Written By Unknown on Selasa, 03 Juni 2014 | 13.39

THE Reserve Bank has confirmed it plans to keep interest rates steady, and the latest economic figures give no reason to suspect that plan will change in the near future.

In announcing the cash rate would be kept at its multi-decade low of 2.5 per cent, the central bank said the safest approach, the way the economy stands at the moment, "is likely to be a period of stability in interest rates".

That was much the same as the wording from every monthly announcement so far this year.

So was the rest of the statement, for that matter.

And economic figures released on Tuesday illustrate the reason for the RBA's fence-sitting.

One was the little-watched estimate of government spending.

It shows the government's direct contribution to economic activity - including investment in infrastructure and the cost of providing government services, which is mainly the cost of labour employed in the process.

Although public sector spending amounts to nearly one quarter of gross domestic product, it will add only 0.1 percentage points to GDP growth in the year to March.

And it will actually cut growth by 0.2 in the March quarter itself.

The rest of the economy will have to do the heavy lifting if economic growth is to be strong enough to stop unemployment from rising.

A lot of the nation's hopes rest on the shoulders of the mining sector.

There was goods news on this front from foreign trade figures from the ABS on Tuesday.

There was faster export growth, driven by minerals, which means a boost to GDP.

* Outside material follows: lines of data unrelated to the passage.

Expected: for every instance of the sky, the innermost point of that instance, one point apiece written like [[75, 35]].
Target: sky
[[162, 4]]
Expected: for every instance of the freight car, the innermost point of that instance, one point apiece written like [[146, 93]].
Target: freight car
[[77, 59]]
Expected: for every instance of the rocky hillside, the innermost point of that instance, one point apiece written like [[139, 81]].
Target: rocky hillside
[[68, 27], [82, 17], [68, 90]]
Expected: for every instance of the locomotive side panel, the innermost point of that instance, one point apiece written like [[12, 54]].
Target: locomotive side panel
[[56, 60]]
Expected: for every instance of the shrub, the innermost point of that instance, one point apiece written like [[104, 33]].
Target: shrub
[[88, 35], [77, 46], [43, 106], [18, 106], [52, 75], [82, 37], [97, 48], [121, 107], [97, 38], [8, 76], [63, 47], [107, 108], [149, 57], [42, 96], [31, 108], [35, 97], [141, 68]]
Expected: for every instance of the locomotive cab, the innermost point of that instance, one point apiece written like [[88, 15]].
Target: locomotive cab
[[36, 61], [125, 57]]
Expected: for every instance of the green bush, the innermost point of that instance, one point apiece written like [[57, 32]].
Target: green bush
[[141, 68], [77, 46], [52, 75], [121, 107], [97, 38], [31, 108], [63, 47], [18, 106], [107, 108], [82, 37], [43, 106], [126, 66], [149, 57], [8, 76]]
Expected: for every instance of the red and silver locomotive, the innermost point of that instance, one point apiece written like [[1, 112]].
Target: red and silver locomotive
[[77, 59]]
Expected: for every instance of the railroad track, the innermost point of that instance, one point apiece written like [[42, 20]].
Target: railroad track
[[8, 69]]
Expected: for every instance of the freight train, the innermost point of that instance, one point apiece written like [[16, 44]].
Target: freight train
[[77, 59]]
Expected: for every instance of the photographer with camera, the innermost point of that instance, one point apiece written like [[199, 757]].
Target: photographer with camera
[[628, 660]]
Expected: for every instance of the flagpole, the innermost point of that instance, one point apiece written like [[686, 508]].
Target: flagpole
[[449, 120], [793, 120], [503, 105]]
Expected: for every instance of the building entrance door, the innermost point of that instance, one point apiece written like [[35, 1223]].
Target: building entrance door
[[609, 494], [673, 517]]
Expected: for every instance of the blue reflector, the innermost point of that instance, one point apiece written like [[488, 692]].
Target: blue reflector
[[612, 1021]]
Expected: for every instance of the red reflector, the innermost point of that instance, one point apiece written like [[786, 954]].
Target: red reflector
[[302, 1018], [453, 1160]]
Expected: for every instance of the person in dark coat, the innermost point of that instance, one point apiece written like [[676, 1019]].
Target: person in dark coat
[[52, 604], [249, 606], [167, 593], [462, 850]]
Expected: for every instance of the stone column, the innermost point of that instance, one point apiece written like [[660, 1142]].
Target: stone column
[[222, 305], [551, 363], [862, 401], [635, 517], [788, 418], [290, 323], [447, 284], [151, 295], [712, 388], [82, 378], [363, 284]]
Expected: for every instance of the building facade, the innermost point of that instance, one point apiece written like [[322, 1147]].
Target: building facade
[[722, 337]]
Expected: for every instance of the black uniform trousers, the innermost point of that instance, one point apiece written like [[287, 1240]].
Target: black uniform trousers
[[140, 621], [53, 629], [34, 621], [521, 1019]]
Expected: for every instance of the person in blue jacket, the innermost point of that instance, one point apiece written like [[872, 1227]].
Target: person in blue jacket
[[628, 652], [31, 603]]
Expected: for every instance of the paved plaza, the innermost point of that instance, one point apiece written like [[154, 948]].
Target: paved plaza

And there was a fall in imports, meaning a bigger slice of spending goes into local production rather than production offshore.

Those trends in trade will add 1.4 percentage points to economic growth in the March quarter.

That's a lot considering the long-run average for quarterly GDP growth is about 0.8 per cent.

But it's not as positive as it seems.

For a start, a good chunk export growth was achieved by running down stocks of minerals - a negative fro growth - rather than increasing production.

And the mining sector is heading into the mining phase, which requires fewer workers, and out of the more labour-intensive investment phase.

On the other side of the trade account, declining imports is generally a sign of a weak economy, not a strong one.

In this case the fall in imports was the result of an ongoing slump in imports of capital goods, which are now down by 27 per cent from their peak just under two years ago.

There's no sign in the imports figures of a growth surge outside of mining.

And this is what the RBA has been faced with all year.

Economic growth, yes, but just not quite strong enough and no real sign that things are about to change.